The two sections will meet together for 80-minute lecture/demos twice a week and each section will meet separately for an 80 minute culinary lab every other week.  

The enrollment limit of 30 students was determined by the two sets of four "lab" groups that will meet on a staggered weekly schedule.

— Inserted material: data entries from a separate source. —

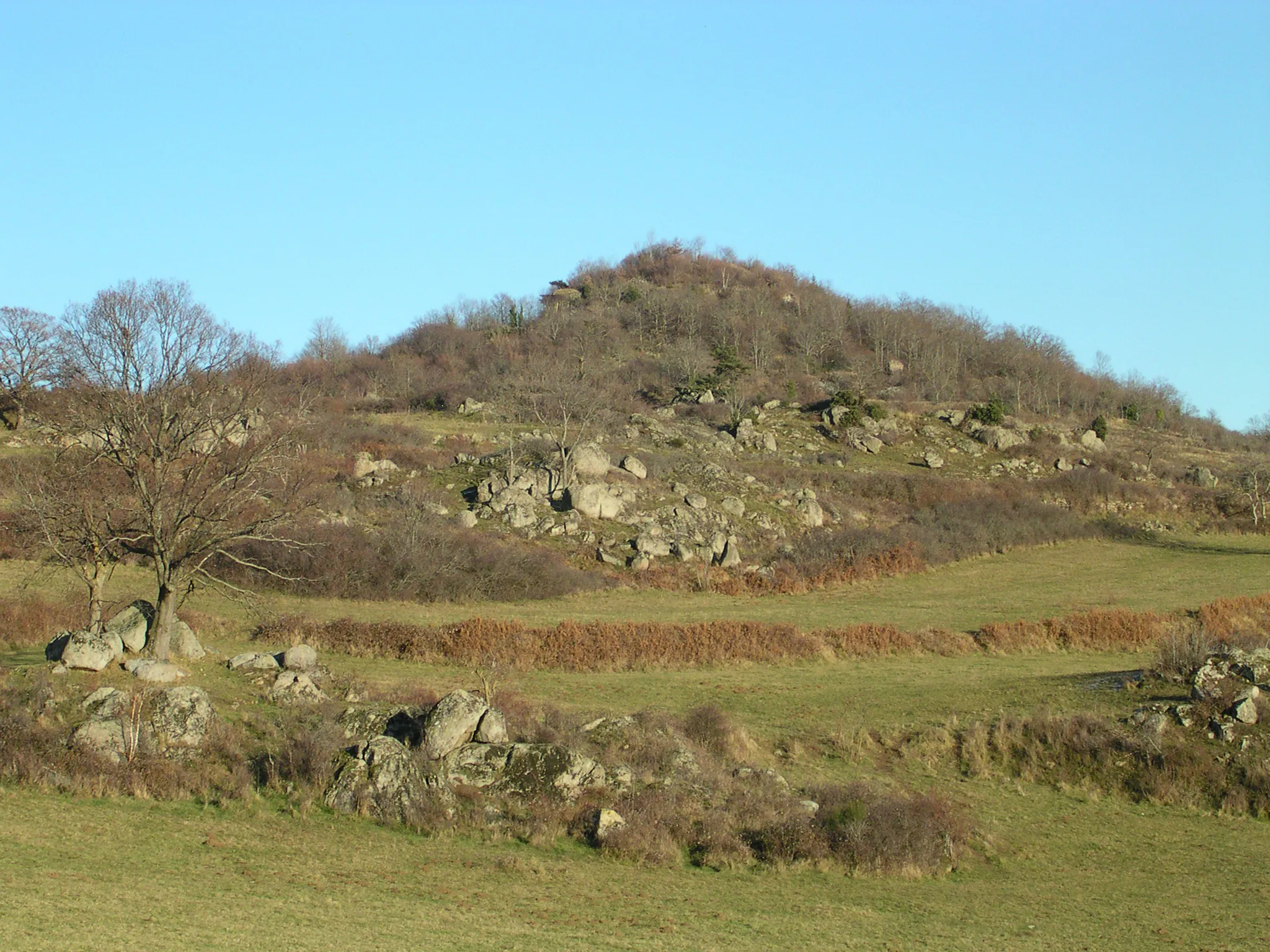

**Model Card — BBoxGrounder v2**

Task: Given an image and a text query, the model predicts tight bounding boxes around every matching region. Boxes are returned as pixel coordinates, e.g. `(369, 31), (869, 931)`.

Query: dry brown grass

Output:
(0, 598), (85, 650)
(255, 617), (974, 671)
(977, 608), (1168, 653)
(255, 596), (1270, 671)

Module 1 History; Microbiology; Physiology of Flavor, Nutrition (weeks 1 and 2) 

  • Read
    • Volume 1 of Modernist Cuisine, Chapter 1 (pages 14-60 up to “The Culinary Life of a Cryogen”)
    • Taste Matters, Chapters 1,2
    • Molecular Gastronomy, Part 2: The Physiology of Flavor, pgs 83-102 and Part 3, Chapter 61- Yogurt pgs 209-211
    • Article “Genetic Variation in Taste and Its Influence on Food Selection”
    • Watch
      • Grant Achatz’s Harvard Science and Cooking Lecture on Reinventing Food Texture & Flavor:
      • Do
        • Respond to Food Journal Prompt 1 in your own Food Journal
        • Post to Class Forum:  Commandments or Principles, You Decide by midnight Wednesday, Jan 29th, Comment by midnight Sunday, Feb 2nd  
        • Lab 1:  Fermentation of Milk Sugars on Thursday Jan 30th
        • Lab Group Wiki by midnight Thursday, February 6th

Module 2- Food Safety; Food and Health (weeks 3 and 4)

  • Read
    • Volume 1 of Modernist Cuisine,Chapter 2 (as much of the chapter as you can stomach), Chapter 3 pgs. 166-191, Chapter 4 Health 211-239
    • Taste Matters, Chapter 7 “Just Disgusting”
    • Molecular Gastronomy, 33 Food Allergies 121-123 and Public Health Alerts, pgs 124-126
    •  Opponency of astringent and fat sensations”:
    • Watch
      • Carles Tejedor’s Harvard Science and Cooking Lecture on Olive Oil and Viscosity:  
      • Do
        • Food Journal (include class visitor, Mr. Charlie Thompson, Val)
        • Post to Class Forum:  A Taste for the Disgusting by 6 PM Wednesday, Feb 5th, Comment by 6 PM Thurs, Feb6th
        • Lab 2: The Incredible Egg on Thursday Feb 6th (A) or Feb 13th (B)
        • Lab Group Wiki by midnight Thursday Feb 20th (A) or Feb 27th(B)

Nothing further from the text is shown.